VA ICU report 6.23.17: Burns and shock!

Case summary

Thanks to Vijay and the ICU team for presenting a great case of a 68M w/ diabetic neuropathy who presented with thermal burns to the legs c/b by likely septic shock.

Top pearls.

  • Superficial skin conditions (e.g. cellulitis) rarely lead to hemodynamic comprise. The presence of systemic illness should prompt consideration for a deeper space process (e.g necrotizing fasciitis).
  • For patients with burns:
  1. Calculate the affected BSA and assess depth of skin involvement
  2. Use the Parkland Formula for fluid repletion
  3. Contact surgery early
  4. Consider transfer to a burn center
  • On initial assessment, four categories of shock (distributive, hypovolemic, cardiogenic and obstructive) can be sorted by SVR (cold skin –> high SVR; warm skin –> low SVR) and JVP.

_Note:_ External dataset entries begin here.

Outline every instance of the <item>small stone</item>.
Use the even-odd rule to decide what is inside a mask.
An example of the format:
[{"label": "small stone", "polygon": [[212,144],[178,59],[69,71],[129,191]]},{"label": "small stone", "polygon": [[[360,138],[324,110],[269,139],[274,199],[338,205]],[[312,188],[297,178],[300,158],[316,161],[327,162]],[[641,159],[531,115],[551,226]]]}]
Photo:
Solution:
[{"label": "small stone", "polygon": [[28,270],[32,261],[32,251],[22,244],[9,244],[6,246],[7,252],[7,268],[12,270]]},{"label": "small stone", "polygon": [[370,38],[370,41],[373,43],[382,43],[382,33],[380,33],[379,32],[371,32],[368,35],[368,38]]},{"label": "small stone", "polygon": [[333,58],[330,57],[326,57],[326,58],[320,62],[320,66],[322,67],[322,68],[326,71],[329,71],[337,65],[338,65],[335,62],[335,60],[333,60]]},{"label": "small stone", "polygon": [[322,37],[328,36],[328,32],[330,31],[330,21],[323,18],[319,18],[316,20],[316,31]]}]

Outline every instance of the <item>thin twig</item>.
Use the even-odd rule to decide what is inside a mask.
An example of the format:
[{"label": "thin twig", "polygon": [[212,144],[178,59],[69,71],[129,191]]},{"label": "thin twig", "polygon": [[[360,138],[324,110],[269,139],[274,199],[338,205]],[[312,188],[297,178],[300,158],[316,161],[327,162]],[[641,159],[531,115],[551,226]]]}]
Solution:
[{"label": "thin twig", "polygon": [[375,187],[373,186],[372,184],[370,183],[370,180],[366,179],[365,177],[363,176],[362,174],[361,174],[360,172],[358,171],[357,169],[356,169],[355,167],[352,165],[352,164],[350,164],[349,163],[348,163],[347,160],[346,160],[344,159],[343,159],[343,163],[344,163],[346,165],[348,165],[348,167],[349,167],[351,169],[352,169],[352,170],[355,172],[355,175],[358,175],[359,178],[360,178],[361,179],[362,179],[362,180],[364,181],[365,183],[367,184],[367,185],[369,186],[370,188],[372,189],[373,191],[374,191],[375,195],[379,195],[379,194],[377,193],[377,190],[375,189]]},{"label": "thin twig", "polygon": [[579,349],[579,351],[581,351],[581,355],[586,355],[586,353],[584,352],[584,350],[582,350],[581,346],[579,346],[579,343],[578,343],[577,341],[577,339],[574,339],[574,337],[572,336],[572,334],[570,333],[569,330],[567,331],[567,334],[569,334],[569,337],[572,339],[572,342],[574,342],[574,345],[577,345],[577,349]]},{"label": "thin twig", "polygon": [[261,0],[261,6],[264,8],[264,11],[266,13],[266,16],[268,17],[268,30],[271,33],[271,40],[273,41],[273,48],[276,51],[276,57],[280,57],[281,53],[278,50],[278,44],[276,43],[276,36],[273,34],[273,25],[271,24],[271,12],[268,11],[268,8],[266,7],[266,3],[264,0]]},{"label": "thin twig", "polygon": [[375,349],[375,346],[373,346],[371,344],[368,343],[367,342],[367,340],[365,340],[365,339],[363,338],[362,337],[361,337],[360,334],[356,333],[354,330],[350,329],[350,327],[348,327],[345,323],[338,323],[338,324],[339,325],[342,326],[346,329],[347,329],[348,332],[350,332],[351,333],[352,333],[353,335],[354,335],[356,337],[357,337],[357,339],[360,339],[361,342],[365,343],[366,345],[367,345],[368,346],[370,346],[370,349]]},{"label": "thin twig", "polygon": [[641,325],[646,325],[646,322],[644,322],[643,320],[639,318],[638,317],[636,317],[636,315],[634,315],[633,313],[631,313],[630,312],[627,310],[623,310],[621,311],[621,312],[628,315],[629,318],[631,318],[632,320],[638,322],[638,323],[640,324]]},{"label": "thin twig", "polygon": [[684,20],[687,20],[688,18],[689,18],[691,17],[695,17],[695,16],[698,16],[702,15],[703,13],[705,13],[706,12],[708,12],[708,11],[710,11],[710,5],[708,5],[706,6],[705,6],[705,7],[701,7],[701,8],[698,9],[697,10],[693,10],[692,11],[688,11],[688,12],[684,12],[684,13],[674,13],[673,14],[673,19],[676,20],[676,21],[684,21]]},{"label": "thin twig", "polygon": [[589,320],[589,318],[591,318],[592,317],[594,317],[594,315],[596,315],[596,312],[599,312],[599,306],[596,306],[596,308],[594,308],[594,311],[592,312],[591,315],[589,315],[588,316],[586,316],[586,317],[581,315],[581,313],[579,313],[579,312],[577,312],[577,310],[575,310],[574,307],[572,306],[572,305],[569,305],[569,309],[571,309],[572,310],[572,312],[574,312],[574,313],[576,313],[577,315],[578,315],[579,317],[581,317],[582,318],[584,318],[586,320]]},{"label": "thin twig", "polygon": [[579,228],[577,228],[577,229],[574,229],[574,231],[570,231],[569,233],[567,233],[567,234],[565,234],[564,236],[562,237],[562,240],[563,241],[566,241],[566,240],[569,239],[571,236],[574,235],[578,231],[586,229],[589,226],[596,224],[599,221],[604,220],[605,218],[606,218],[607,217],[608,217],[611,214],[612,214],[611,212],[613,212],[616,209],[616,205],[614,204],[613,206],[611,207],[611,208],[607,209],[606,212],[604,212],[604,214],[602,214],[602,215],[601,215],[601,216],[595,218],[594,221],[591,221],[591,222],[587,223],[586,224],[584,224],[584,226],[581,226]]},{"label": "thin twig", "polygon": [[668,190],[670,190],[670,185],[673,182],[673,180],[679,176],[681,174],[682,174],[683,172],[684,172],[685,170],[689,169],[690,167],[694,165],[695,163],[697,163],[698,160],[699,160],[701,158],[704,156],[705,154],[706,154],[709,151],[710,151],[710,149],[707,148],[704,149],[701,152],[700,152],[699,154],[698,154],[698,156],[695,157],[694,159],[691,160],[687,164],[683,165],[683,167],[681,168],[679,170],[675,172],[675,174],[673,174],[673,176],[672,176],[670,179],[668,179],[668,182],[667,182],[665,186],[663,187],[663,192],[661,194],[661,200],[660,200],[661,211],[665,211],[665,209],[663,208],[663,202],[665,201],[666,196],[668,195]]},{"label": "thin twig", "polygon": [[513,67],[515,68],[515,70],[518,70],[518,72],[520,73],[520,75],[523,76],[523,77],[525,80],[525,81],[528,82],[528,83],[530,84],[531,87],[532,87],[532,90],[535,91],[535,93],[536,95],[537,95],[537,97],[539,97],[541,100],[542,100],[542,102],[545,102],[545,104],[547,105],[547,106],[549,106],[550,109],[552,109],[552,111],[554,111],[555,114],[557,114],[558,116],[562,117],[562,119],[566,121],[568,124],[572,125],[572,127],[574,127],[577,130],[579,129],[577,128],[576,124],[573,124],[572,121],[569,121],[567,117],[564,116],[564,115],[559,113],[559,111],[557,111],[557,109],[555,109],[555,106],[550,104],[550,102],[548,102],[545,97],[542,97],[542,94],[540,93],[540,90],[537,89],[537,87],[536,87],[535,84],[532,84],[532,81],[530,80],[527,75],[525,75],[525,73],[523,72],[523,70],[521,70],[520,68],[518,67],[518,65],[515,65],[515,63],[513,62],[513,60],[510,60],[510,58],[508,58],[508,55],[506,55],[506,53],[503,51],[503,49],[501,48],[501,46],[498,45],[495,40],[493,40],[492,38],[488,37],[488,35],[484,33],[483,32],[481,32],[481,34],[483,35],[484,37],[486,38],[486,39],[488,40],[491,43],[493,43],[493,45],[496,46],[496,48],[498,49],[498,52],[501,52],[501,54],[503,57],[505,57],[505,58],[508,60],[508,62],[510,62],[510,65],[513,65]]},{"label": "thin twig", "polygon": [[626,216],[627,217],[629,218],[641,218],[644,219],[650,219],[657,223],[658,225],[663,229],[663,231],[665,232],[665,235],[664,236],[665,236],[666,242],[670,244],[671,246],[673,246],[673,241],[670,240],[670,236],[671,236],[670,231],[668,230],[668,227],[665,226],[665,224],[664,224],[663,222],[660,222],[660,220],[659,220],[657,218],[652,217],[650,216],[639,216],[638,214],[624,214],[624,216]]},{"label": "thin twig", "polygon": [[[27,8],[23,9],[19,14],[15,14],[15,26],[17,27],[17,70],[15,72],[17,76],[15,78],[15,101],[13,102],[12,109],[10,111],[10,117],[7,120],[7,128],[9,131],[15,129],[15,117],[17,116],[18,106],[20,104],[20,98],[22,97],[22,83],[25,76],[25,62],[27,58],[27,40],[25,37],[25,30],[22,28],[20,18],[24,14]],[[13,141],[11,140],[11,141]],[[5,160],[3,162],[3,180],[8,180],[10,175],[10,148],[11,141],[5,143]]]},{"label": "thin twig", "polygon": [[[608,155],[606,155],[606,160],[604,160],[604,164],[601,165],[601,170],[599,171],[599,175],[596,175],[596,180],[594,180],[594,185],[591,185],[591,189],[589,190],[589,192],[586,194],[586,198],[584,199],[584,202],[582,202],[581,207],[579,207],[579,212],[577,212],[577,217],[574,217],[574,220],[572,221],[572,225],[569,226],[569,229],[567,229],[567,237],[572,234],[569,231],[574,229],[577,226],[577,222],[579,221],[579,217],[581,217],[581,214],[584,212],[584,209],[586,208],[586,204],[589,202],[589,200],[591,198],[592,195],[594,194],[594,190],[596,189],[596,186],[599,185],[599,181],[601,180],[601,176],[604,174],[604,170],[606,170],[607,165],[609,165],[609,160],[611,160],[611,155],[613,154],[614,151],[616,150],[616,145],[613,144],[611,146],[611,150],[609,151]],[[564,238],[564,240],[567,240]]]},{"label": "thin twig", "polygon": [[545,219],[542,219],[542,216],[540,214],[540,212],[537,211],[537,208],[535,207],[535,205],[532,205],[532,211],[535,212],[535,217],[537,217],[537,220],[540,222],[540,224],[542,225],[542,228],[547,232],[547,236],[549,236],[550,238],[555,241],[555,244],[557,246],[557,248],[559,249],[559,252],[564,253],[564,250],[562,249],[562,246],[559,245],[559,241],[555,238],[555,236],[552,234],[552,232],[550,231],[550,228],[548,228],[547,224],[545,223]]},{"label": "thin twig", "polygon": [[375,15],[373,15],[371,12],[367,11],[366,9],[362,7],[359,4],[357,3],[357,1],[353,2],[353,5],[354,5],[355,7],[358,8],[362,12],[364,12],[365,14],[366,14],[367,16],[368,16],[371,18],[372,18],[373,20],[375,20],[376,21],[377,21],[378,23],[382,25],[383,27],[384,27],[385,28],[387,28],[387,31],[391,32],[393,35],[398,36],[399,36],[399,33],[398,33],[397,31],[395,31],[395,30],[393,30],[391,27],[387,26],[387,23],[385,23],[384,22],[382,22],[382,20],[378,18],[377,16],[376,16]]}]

Assessing the extent of skin involvement (body surface area and depth) is the an important initial step

  • Use the rule of 9’s to estimate BSA involved
    • 9%: head + neck, upper extremity
    • 18%: lower extremity, torso, back
  • Estimate the depth of involvement Burns.png


  1. Consult surgery early
    • Early debridement (< 1 week) reduces risk of super-infection
    • Early consideration of escharotomy reduces risk of compartment syndrome from the edema that naturally follows a burn injury.
  2. Use the Parkland formula to calculate fluid requirements
  3. Consider transfer to a burn center. Some criteria include (full list on UpTodate):
    • Full thickness burn on BSA > 10%
    • Involvement of the face, hands, feet, genitals or joints
    • Third degree burns


Determining the etiology of shock is critical for management.  This is often made easier when data from invasive monitoring is available (SvO2, CVP etc).

On the initial assessmentgauging the SVR (warm skin –> low SVR; cool –> high SVR) and the JVP provide strong clues to etiology of shock.